Sıkıntısız Müslüman olmaz. Çünkü Peygamber efendimiz, (Mümin, illet, zillet ve kılletten kurtulamaz. En az birine maruz kalır) buyuruyor. İllet, hastalık; kıllet, fakirlik; zillet de, zelil olmak, hakarete uğramaktır. O zaman yapacağımız ilk iş, tevbe ve istigfar etmektir. Eskiden bir Müslüman, evde bir bardak, bir çanak kırılsa, benim yüzümden oldu diye tevbe edip, iki rekât namaz kılarmış.
İkincisi de, kendimiz büyüklerin nasihatlerine uyduğumuz gibi, biz de başkalarına dine uygun şekilde nasihat etmeliyiz. Ama (Nasıl olsa ağzım laf yapıyor, şöyle bir konuşurum, herkesi yola getiririm) demek ve böyle düşünmek yanlıştır, kendi kendimizi kandırmaktır. Bizim nasihatimizle hiç kimse düzelmez. Aksine daha da bozulur. Nasihatin yolu vardır. Kitaptan açıp büyüklerin sözlerinden okumalı veya kitabı ona vermeli. O nasihat, okuyana da, okutana da, dinleyene de, herkese faydalı olur. Büyüklerin sözüyle düzelmeyen kimse, zaten bizim sözlerimizle asla düzelmez. Onun için kendimizi aradan çekip, trafik levhası gibi büyükleri göstermeliyiz.
* * *
Sual: Şehirler arası otobüste giderken, bir yolcu, şoföre, (Kaptan abi, namaz vakti geçiyor. Uygun bir yerde dur da namazımızı kılalım) der. Şoför, (Yolda namaz mı kılınır? Evine gidince kaza edersin) der. Yolcu, (Ya ben eve gidip kaza etmeden sen yolda kaza yaparsan ne olacak) der. Bu cevap uygun mu?
CEVAP: Uygun değil. Şoför kaza yapmasa, yolcu, namazını kılmayıp evinde kaza etmiş olsa da, namazını kazaya bıraktığı için büyük günah işlemiş olur.
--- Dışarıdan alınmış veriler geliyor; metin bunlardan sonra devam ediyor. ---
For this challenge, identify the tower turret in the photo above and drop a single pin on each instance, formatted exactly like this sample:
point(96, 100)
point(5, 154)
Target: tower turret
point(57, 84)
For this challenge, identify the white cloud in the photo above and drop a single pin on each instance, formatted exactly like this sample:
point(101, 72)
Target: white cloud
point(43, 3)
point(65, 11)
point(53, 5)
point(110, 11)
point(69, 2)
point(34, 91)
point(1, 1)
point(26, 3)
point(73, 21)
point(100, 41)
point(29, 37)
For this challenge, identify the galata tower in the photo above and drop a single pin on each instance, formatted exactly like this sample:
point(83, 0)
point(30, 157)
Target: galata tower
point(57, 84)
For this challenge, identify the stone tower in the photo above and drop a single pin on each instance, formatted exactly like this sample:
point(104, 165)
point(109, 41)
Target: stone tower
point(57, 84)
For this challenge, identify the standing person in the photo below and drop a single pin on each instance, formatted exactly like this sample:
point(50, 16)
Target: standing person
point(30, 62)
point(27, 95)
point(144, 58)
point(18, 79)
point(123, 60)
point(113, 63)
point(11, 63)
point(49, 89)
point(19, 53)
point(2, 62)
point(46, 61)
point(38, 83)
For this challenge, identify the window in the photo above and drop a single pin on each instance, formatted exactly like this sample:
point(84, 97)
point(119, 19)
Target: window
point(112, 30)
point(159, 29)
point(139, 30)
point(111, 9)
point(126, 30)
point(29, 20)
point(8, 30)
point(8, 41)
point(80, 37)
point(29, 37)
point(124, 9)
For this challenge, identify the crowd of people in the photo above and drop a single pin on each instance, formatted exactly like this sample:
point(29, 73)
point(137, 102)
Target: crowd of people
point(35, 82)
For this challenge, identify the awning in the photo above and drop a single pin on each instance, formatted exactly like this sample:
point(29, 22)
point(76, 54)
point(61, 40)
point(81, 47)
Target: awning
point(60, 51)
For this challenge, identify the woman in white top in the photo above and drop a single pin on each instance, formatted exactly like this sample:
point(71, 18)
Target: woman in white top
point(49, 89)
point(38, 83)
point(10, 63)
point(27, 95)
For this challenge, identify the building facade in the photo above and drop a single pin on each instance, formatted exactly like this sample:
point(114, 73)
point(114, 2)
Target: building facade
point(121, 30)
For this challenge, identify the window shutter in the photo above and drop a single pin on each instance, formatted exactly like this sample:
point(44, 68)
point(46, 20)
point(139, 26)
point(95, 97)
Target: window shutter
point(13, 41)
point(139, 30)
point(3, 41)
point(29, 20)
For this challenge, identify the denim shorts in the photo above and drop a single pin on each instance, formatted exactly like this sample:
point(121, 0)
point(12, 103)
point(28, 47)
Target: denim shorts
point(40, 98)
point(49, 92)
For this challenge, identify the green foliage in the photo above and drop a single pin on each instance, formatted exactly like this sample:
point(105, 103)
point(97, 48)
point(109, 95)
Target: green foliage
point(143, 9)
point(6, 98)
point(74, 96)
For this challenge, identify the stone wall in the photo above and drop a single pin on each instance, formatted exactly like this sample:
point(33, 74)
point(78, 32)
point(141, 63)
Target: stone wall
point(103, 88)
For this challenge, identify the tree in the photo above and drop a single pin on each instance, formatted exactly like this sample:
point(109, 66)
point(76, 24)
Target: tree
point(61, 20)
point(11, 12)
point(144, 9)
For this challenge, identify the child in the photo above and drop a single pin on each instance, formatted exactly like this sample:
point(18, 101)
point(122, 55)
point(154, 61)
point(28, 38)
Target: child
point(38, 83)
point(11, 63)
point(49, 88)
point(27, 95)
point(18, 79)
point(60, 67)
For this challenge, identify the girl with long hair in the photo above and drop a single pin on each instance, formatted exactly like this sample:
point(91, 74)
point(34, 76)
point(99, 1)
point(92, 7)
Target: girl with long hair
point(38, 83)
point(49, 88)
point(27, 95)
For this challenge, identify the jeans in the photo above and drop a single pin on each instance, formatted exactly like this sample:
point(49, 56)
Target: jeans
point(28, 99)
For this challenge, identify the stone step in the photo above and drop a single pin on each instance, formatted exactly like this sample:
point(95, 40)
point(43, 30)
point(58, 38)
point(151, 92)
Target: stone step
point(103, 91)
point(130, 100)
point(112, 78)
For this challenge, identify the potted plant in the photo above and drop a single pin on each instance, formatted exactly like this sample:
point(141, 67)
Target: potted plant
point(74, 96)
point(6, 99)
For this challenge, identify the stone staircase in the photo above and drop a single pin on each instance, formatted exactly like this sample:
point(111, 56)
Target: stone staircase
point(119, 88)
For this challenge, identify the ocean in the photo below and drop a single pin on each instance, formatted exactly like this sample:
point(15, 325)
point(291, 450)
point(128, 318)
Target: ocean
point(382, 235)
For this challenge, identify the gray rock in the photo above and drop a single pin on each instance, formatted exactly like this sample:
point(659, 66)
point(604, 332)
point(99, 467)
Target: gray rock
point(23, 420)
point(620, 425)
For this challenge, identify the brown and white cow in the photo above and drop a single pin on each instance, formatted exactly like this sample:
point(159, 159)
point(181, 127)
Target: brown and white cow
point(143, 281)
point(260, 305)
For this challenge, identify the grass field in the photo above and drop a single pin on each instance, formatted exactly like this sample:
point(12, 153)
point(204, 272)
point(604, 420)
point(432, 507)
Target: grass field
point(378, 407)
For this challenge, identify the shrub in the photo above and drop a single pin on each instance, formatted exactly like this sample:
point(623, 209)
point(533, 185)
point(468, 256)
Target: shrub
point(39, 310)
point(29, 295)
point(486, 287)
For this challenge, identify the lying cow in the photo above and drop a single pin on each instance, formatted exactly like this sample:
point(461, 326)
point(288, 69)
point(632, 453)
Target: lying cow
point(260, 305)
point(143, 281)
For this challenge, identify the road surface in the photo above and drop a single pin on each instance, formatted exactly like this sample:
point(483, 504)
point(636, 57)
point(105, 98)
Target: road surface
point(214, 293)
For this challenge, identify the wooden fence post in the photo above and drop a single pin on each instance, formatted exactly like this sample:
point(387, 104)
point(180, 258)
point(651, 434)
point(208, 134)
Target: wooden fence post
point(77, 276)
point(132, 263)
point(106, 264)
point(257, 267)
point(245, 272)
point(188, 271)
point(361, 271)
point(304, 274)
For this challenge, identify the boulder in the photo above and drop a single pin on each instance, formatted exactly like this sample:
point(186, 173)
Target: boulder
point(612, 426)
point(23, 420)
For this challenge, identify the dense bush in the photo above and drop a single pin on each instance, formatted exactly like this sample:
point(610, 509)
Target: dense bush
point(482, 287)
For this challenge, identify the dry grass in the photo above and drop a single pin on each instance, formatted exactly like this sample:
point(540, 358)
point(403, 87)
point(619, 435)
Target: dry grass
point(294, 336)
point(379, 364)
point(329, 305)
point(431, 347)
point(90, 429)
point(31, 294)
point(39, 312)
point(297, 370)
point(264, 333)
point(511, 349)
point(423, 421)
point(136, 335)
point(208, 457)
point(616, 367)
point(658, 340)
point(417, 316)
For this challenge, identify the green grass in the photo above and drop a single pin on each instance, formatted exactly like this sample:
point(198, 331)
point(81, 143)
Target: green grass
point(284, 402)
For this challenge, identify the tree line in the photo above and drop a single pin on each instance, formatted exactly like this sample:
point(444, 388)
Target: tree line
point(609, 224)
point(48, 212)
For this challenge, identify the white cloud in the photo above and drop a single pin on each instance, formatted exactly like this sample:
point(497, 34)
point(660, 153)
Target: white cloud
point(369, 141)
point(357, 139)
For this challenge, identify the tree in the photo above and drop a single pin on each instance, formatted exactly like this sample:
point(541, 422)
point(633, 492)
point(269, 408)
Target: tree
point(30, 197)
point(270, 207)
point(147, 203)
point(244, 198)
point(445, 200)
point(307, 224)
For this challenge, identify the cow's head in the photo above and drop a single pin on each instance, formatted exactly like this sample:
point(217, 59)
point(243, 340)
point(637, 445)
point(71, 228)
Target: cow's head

Yolcunun şoföre, (Durmayacaksan beni hemen indir, ben namazımı kazaya bırakamam) demesi lazımdı. Bunun gibi, (Emekli olunca, kaza ederim) diyene, (Emekli olacağın garanti mi?) demek de yanlıştır. Emekli olacağı garanti olsa da, namazlarını kazaya bırakması çok büyük günahtır.